# General beekeeping > Native honeybees >  Catherine Thompson's research

## prakel

Did anyone here attend the lecture by Catherine Thompson at the BIBBA AGM? There's a tantalizingly brief mention in Chris Slade's bee blog but as he always makes a big deal of the fact that he can't read his own notes it might be nice to hear a report from someone else.

----------


## Rosie

I was there.  I made a few notes would would have liked copies of her graphs to study at home.

Kate's talk was mainly about ferals which she had collected with a net at the nest entrances.  She showed a map of the locations where they had been collected from and, sadly, none were in Wales where ferals seem to abound. The nest entrances faced all directions but SE was the most common.

She tested them for genetic markers and disease load.  Her conclusions were briefly that feral genetics reflected the background population of managed populations and did not show any tendency towards the AMM end of the scale.  Managed colonies of native breeders showed much more AMM genetics than either ferals or the background populations.

Ferals and untreated managed colonies both showed more DWV than treated colonies and 50% of the ferals she studied died out during the project.  She concluded that the view that all ferals are recent swarms which will eventually die out due to varroa is probably true.

The DNA tests were done with 12 bees from each colony and the standard she used for comparison was from samples taken from Colonsay.

----------


## Jimbo

Hi Rosie,

Any ferals from Scotland? or any results from the Scottish managed hive samples that had a lot of pure Amm in them

----------


## Rosie

Jimbo, the map she showed of the feral sites did not show the Scottish border and, although I tried to work out where it was the slide was removed before I could manage it.  However, if Scottish bees were included in the ferals they will all have been close to the English border.  I can't remember if she even showed where the purest managed ones were and suspect that information was not included in the stuff she was able to reveal.

Sorry I can't be more help.

----------


## Jon

> Her conclusions were briefly that feral genetics reflected the background population of managed populations and did not show any tendency towards the AMM end of the scale.


Estimating the Density of Honeybee Colonies across Their Natural Range to Fill the Gap in Pollinator Decline Censuses
RODOLFO JAFFE et al. 2010




> In Europe honeybees sampled in nature reserves had genetic diversity and colony densities similar to those sampled in agricultural landscapes, which suggests that the former are not wild but may have come from managed hives.

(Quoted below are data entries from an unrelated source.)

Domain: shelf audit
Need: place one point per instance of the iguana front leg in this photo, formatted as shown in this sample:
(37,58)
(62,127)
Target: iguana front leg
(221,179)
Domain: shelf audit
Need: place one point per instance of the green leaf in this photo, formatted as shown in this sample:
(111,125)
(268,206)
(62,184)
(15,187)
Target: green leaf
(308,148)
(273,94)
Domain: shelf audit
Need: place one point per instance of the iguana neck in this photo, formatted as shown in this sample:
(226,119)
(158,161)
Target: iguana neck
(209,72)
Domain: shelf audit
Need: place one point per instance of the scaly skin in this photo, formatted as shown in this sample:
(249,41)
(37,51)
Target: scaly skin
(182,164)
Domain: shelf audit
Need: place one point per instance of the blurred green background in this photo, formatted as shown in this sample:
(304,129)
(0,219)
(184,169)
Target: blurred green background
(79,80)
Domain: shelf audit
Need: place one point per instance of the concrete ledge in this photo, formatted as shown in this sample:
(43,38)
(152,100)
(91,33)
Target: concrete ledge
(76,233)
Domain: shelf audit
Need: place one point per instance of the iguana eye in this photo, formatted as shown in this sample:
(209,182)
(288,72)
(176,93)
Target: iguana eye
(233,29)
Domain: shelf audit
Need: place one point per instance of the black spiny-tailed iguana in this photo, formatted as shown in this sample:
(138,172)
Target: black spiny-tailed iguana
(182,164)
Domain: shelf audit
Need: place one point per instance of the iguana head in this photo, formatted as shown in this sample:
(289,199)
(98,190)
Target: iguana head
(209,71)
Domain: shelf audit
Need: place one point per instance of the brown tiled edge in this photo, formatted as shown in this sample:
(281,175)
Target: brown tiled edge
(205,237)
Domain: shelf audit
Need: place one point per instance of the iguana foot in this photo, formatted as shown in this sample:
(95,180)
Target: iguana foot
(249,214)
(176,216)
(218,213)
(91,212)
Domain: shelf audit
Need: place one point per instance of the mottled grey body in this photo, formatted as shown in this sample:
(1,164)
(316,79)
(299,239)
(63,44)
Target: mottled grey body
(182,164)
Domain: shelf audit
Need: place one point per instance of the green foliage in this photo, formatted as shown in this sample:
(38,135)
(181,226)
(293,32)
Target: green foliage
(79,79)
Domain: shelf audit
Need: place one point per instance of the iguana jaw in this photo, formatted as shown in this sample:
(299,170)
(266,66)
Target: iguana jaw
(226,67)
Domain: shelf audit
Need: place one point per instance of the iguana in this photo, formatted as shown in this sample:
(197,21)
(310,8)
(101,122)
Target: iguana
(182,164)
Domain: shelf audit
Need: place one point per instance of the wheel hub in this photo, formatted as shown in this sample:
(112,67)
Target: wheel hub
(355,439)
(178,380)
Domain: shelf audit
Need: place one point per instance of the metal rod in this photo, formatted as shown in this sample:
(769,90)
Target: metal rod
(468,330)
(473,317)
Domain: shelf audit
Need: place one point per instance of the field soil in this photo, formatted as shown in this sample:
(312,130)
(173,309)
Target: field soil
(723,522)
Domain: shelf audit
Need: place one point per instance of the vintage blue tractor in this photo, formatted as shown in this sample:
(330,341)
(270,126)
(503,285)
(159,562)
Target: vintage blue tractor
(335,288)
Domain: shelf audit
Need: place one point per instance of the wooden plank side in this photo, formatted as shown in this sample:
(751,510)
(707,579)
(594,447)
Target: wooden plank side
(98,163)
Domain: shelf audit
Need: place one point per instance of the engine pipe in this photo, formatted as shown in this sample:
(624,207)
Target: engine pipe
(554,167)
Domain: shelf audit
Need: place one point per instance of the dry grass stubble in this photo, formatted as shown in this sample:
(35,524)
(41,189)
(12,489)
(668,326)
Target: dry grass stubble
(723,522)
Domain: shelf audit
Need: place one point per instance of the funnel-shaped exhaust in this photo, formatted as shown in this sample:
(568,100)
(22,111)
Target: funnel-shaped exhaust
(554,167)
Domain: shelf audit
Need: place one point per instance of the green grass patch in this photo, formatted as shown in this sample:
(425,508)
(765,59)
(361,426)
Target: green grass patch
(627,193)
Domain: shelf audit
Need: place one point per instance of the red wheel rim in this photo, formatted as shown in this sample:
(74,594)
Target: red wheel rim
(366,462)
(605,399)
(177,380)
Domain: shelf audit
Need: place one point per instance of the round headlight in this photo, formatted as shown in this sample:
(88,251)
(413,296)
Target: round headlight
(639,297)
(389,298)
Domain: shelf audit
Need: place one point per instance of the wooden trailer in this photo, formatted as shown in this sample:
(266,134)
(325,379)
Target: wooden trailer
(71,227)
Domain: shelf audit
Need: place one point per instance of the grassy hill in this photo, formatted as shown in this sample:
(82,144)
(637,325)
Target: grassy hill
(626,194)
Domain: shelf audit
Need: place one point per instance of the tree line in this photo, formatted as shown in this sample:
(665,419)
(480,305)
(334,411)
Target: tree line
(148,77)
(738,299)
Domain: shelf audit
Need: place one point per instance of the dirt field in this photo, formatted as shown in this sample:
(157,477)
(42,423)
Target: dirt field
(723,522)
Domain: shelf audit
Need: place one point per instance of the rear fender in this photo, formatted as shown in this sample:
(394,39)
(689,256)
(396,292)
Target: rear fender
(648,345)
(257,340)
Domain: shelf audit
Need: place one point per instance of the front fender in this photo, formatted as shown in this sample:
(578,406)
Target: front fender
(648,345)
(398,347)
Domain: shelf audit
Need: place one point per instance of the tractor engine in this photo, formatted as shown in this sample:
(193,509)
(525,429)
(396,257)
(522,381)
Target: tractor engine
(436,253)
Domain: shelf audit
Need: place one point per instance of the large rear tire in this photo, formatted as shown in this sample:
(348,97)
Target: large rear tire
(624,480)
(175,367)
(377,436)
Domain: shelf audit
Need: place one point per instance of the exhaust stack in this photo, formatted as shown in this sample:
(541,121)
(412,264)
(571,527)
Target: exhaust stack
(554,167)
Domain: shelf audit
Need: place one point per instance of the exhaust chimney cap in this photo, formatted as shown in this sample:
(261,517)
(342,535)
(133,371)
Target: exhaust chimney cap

Her findings are reflected in this study which found no difference between ferals and the background population either.

----------


## Rosie

Although disappointing Jon I don't think any of us are surprised by this.  It demonstrates how important it is for us to go all out to preserve the stocks that were saved before varroa struck.  Wild sources of Amm have all but dried up - at least in England and I suspect elsewhere too.  I wish Kate had taken samples from the "Celtic fringes" though because they might have had a better chance of being genuine as they would have been operating closer to the extremes of the honey bee's natural range where Amm traits are more important for survival.

----------


## Jon

Steve
I never see ferals in my area, just recently escaped swarms in chimneys or roof spaces.
They don't last long.
I sent Kate samples from two of my apiaries. I must e-mail her to see if she can let me know anything about them.
from what I can gather wing morphometry is dead in the water unless you are talking about a population where beekeepers have never selected based on wings.
Remember the little coop map with the 100% AMM claim based on wings?

I had a really interesting conversation last week with a guy from the far western extreme of Donegal.
They have 70 colonies of dark bees in the area and varroa has not arrived yet.
I was unaware that Ireland had any varroa free areas left.
The mites arrives in Sligo/Leitrim in 1998.
No outside colonies have come into the area in living memory and the guy I spoke to is the only beekeeper under 65
There are still feral colonies in the trees.
I spoke to one of the other NIHBS reps about this and we are going to go down and take grafts in a couple of months or ideally get a mated queen to bring back home to graft from.
He said the bees have never been surveyed either.

----------


## Rosie

I don't think wing morphometry is as dead as you think but I take your poiint that it's easy to rely on it too much.  Around here we use it after all other criteria have been satisfied and it's used to confirm that the queen had not had a bad mating.  I hope we can continue to use it like that for a number of generations.  Even Kate stated it works at the pure end of the scale but is not good at detecting how mongrelised a mongrel colony actual is.  That Coop thing was corporate hype and was never taken seriously by any of the queen rearers that I know.  We were all waiting for the DNA results but we've given up now.  I am not just disappointed that we are still waiting for the results but the standard used was Colonsay.  I had hoped it would have been indisputable stocks such as museum samples.  Because we can't see any reports we can't tell how a Colonsay standard compares with all the previous work done by Pedersen etc.  Also how do local natural ecotypes differ from Colonsay?  Stocks that Kate thinks are not pure might just be another amm variation so at this stage I feel just as much in the dark as I ever did.

----------


## Jon

the Colonsay stock was all brought over by Andrew A from various places in Scotland maybe 30 years ago.
I agree with you that it is not necessarily a gold standard re UK Amm as I previously posted a video here from the 1930s showing those French Amm 'abeilles vivantes' arriving in the East of Scotland.
The Colonsay population is relatively recent and made up of bees from different locations.
It will have adapted and changed to the western maritime climate by now.
DNA from the bees in the Linnean collection would be a better test for Kate to compare with.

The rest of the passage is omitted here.